District Judge Michael Moses of Billings ruled the law is unconstitutionally vague because it does not specify what surgical procedure must be performed. The law also required transgender people to obtain a court order indicating they’d had a surgical procedure.
Because he could grant the temporary injunction based on the vagueness issue, Moses said he did not further analyze the constitutionality of the law.
“We are thrilled that the court recognized the substantial and unnecessary burdens this law places upon transgender individuals in violation of their constitutional rights,” said Akilah Lane, staff attorney at the ACLU of Montana.
The plaintiffs — Amelia Marquez of Billings and a transgender man who is not identified in court records — wanted to change the sex on their birth certificates without undergoing costly surgical procedures.
Both argue having a birth certificate that does not match their gender identity puts them at risk of embarrassment, discrimination, harassment or violence if they are asked to provide their birth certificate.
Marquez has undertaken hormone therapy and legally changed her name. Having a birth certificate that does not match her gender identity puts her at higher risk of harassment, hostility and discrimination, the lawsuit said.
“Plaintiffs provided unrebutted evidence describing that neither gender-affirming surgery nor any other medical treatment that a transgender person undergoes changes that person’s sex,” Moses wrote. “Instead, gender-affirming surgery aligns a person’s body and lived in experience with the person’s gender identity, which already exists.”

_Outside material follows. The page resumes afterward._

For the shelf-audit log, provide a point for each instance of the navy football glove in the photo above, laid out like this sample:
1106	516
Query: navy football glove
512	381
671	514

The temporary injunction remains in place until the full case is decided.
Before the 2021 Legislature passed the challenged law, transgender residents seeking to change their birth certificate needed only to provide an affidavit to the state health department. The temporary injunction puts that process back in place.
Republican state Sen. Carl Glimm, who sponsored the legislation, has argued that the health department overstepped its authority in changing the designation on a birth certificate from “sex” to “gender” and then setting rules for how it could be changed.
The office of Attorney General Austin Knudsen, which is defending the state in this case, did not immediately respond to an email seeking to learn if the state planned to appeal the injunction.